I wonder if there is some motorcycle-riding legislator who would get us some new law to use the emergency lane in stalled or slow-moving traffic.

Preston Welch

Seal Beach

Even if the entire California Legislature rode motorcycles, it’s pretty unlikely they would pass a law granting motorcyclists permission to use the emergency lane. After all, there would be no surer way to anger all those car-driving constituents barred from using the lane.

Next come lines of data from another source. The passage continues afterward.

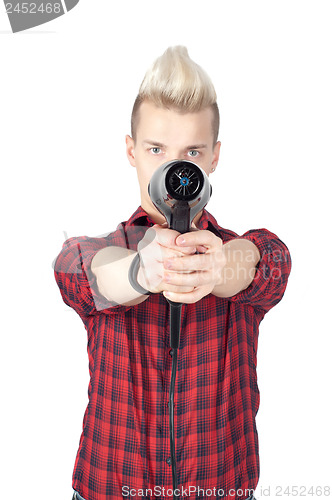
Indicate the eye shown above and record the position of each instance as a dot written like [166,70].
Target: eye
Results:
[155,150]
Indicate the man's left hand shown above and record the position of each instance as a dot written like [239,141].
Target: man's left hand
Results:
[202,271]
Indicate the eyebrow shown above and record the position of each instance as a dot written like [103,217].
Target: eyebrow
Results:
[161,145]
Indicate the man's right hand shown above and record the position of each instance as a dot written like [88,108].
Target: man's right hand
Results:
[157,246]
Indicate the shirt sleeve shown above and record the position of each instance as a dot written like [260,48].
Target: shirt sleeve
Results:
[76,281]
[272,271]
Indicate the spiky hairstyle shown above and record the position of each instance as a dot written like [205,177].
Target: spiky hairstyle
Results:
[175,81]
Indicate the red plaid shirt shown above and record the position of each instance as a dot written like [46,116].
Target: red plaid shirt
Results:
[124,448]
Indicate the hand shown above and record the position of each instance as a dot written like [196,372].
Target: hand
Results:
[191,277]
[157,246]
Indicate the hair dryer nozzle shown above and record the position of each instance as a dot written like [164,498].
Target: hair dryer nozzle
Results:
[179,189]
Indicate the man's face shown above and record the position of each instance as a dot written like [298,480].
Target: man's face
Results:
[163,135]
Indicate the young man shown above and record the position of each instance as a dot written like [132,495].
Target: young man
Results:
[226,289]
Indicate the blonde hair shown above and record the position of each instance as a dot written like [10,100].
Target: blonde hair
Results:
[175,81]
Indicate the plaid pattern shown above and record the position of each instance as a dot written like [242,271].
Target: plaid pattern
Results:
[125,440]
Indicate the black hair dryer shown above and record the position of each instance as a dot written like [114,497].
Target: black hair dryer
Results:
[179,189]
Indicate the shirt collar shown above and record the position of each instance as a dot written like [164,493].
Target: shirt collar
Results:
[140,217]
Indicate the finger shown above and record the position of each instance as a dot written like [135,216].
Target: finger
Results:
[194,279]
[185,298]
[196,262]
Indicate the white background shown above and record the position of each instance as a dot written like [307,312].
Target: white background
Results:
[66,93]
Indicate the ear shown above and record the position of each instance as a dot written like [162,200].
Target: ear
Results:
[216,153]
[130,149]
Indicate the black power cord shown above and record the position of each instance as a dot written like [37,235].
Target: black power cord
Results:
[175,324]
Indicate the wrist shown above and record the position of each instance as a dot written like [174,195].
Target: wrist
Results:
[135,274]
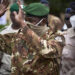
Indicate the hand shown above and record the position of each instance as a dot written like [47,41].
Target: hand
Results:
[3,6]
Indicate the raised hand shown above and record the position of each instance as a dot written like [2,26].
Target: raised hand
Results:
[3,6]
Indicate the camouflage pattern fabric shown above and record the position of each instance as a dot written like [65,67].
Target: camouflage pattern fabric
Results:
[31,58]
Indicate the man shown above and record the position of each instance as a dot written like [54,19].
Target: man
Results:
[67,22]
[68,53]
[10,31]
[37,51]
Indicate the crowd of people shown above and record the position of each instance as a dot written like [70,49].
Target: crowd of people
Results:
[36,42]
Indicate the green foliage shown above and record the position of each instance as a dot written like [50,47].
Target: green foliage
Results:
[56,6]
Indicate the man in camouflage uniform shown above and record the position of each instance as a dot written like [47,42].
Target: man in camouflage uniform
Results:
[68,53]
[38,48]
[7,35]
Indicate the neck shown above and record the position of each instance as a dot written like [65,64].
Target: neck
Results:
[15,26]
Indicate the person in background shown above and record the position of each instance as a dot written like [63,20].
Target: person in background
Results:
[10,31]
[67,22]
[37,51]
[68,53]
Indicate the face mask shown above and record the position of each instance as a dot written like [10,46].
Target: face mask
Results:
[72,21]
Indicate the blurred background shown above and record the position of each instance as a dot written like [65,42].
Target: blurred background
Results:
[57,8]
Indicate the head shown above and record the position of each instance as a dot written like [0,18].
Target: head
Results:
[36,13]
[67,17]
[54,23]
[45,2]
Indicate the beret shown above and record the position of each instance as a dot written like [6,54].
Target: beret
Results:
[36,9]
[15,7]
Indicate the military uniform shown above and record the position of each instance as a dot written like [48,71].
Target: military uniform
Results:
[32,59]
[68,54]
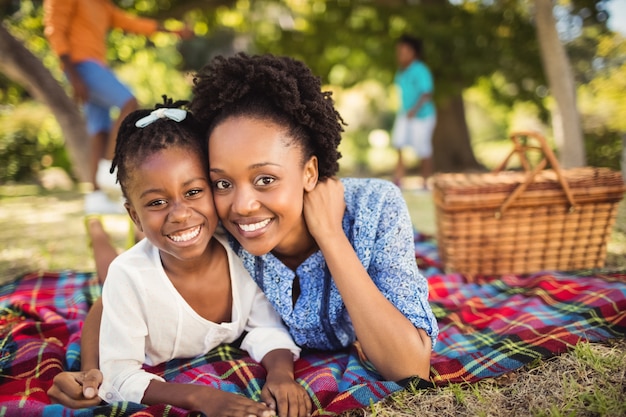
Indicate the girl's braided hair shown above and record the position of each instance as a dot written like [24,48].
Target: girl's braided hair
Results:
[135,144]
[279,89]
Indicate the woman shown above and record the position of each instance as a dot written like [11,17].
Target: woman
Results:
[335,258]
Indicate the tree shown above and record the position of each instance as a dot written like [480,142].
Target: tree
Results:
[565,118]
[19,64]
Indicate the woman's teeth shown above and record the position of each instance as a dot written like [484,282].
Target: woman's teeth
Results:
[254,226]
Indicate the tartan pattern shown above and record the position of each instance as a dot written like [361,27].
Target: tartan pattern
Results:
[487,330]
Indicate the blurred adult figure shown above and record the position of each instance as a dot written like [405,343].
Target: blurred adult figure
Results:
[416,117]
[77,32]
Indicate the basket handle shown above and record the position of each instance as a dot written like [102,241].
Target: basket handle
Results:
[521,148]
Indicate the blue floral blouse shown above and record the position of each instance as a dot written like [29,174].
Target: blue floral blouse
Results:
[378,225]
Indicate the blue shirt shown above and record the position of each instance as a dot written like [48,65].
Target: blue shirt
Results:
[378,225]
[415,81]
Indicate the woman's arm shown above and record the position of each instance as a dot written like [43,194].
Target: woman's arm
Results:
[389,340]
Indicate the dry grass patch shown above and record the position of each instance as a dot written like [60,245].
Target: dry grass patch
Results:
[590,380]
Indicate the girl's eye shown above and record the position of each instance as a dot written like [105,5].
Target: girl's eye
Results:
[194,192]
[221,184]
[156,203]
[264,181]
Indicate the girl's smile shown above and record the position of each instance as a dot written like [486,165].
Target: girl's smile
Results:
[171,202]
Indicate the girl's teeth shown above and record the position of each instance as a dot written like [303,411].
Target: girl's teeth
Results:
[185,236]
[255,226]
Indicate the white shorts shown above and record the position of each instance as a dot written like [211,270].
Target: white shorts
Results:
[414,133]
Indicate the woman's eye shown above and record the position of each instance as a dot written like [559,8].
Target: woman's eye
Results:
[221,184]
[264,181]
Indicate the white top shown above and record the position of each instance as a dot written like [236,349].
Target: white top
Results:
[146,320]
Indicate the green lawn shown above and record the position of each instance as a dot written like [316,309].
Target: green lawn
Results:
[44,231]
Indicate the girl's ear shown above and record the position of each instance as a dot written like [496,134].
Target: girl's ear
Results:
[311,174]
[133,215]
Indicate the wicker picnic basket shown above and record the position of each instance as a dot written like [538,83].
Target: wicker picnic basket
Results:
[526,221]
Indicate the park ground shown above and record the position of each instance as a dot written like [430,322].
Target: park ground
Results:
[43,230]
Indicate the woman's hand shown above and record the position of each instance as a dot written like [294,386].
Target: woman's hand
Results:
[76,389]
[324,208]
[285,396]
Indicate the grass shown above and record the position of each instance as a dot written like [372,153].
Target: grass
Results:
[44,230]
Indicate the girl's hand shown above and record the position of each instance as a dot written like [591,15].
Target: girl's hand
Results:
[324,208]
[76,389]
[285,396]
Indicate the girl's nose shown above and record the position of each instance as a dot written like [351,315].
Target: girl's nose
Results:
[179,211]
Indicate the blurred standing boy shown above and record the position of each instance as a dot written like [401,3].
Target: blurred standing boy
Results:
[77,32]
[416,118]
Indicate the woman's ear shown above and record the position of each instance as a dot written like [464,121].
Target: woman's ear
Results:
[311,174]
[133,215]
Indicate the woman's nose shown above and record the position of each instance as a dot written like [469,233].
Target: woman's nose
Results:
[244,201]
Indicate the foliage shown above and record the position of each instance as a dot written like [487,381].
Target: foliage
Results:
[29,141]
[489,46]
[147,65]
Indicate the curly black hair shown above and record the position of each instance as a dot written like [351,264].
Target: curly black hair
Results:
[277,88]
[135,144]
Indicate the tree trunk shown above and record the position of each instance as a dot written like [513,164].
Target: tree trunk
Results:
[21,66]
[452,150]
[566,120]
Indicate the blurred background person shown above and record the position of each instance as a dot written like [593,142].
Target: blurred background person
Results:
[416,117]
[77,32]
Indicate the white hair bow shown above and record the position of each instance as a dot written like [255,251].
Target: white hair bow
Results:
[178,115]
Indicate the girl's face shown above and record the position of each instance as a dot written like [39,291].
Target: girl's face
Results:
[170,201]
[259,182]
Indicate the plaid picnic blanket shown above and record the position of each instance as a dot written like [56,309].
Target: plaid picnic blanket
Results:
[487,330]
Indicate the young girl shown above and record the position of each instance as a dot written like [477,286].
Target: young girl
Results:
[336,258]
[182,291]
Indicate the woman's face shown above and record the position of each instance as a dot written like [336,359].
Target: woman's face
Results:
[259,182]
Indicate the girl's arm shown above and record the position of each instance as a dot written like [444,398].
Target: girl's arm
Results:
[211,401]
[389,340]
[281,392]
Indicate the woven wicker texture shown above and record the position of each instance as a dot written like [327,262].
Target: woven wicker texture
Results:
[557,220]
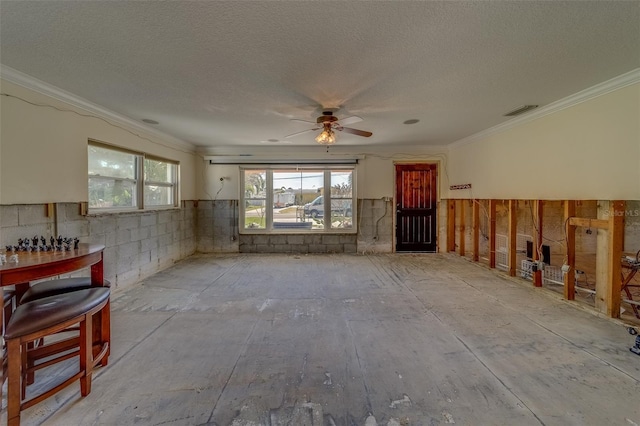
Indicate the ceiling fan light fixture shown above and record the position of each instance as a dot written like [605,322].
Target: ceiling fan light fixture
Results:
[326,137]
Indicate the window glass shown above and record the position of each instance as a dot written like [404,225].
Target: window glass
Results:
[290,200]
[125,180]
[159,182]
[255,197]
[341,199]
[112,179]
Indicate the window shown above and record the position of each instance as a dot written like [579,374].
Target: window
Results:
[279,199]
[127,180]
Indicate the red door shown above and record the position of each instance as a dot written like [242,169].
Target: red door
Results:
[416,201]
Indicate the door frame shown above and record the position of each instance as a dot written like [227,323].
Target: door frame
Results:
[439,166]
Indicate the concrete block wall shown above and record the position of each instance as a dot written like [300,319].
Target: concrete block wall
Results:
[298,243]
[137,244]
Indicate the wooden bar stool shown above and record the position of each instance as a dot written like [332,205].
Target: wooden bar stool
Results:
[54,288]
[39,318]
[57,286]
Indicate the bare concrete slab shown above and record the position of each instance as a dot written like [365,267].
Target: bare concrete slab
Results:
[248,340]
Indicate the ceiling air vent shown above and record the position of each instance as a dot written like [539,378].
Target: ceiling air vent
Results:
[520,110]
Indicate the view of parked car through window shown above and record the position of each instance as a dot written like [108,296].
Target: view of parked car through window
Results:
[289,200]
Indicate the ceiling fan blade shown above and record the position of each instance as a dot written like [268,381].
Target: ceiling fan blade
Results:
[303,121]
[302,132]
[356,132]
[350,120]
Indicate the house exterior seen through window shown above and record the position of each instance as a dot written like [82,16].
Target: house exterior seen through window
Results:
[295,200]
[126,180]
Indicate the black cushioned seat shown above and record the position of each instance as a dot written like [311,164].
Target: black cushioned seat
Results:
[55,287]
[49,311]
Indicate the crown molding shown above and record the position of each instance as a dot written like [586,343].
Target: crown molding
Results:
[16,77]
[616,83]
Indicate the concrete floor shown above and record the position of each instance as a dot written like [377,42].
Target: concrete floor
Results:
[250,340]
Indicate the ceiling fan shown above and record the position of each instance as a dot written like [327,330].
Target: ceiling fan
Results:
[330,123]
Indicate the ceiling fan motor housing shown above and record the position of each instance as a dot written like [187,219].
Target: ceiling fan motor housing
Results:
[326,117]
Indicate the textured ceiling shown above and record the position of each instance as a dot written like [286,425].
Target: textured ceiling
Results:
[226,73]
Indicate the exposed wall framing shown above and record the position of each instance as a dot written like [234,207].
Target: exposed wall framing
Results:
[498,231]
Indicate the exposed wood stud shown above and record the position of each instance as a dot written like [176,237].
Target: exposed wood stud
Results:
[537,206]
[451,225]
[50,209]
[616,239]
[569,277]
[476,230]
[461,245]
[513,215]
[492,233]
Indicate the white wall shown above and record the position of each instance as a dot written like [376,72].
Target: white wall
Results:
[43,151]
[588,151]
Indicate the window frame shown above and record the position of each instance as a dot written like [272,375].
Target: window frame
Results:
[269,170]
[140,183]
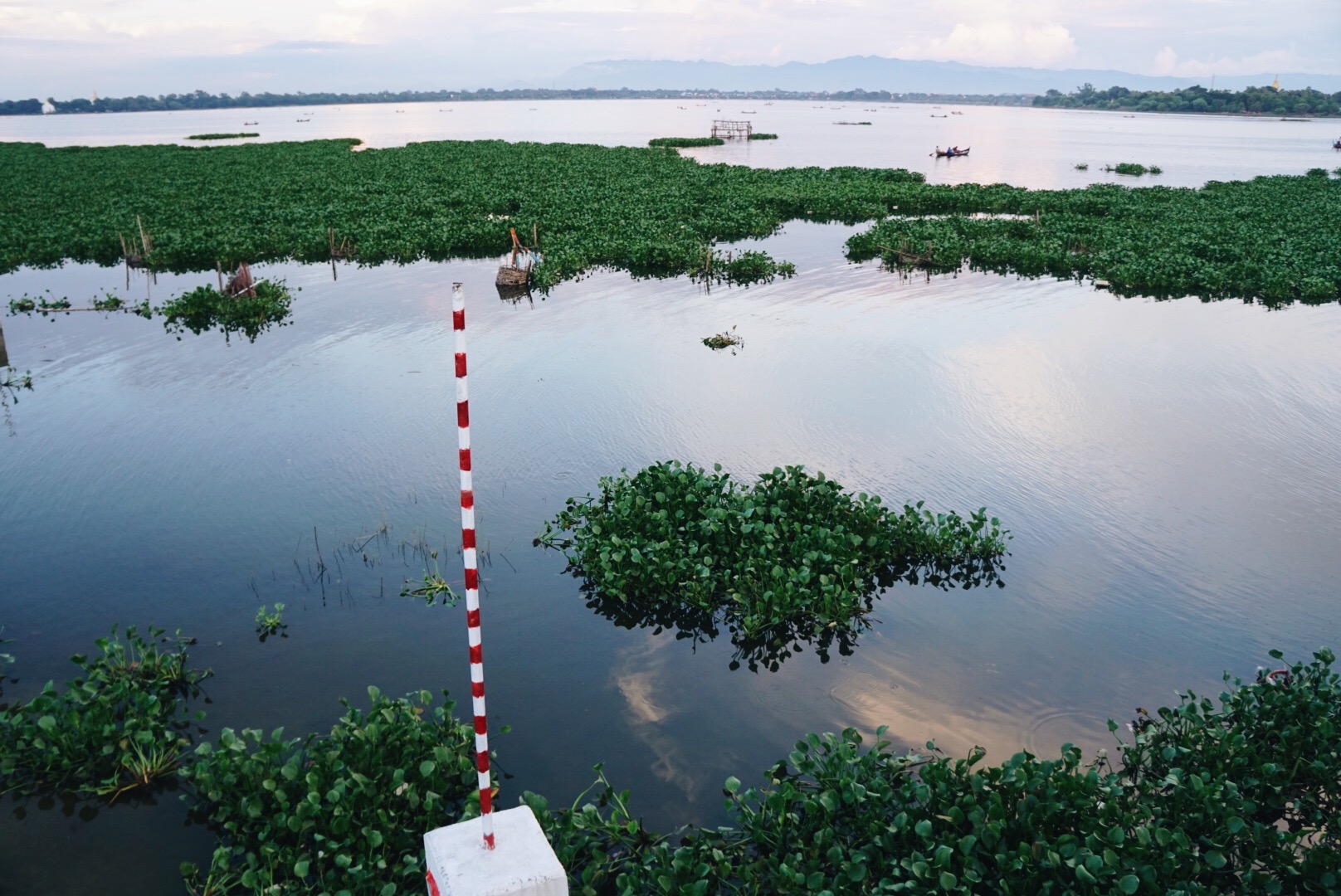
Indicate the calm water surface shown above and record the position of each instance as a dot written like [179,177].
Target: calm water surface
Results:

Transportation officials routinely cite a number of reasons for prohibiting motorcycles and other vehicles from using the emergency lanes as an escape hatch during traffic jams. It presents a safety hazard, they say, because stalled cars are often parked in the emergency strip or Highway Patrol officers are pausing there to monitor traffic. In such circumstances, motorcyclists could create a safety problem as they swing from the emergency lane into the regular traffic lanes.

It should be noted, however, that the use of the emergency lane during periods of peak congestion is not without precedent. Motorists for a time were allowed to use the emergency lane on the southbound Santa Ana Freeway out of downtown Los Angeles during the crowded afternoon commute.

But that rule wasn’t discriminatory: It was applied to both cars and motorcycles. Moreover, the emergency lane in that section of freeway no longer exists. Recognizing the need to expand the freeway in the spot, state highway officials converted it into a regular traffic lane.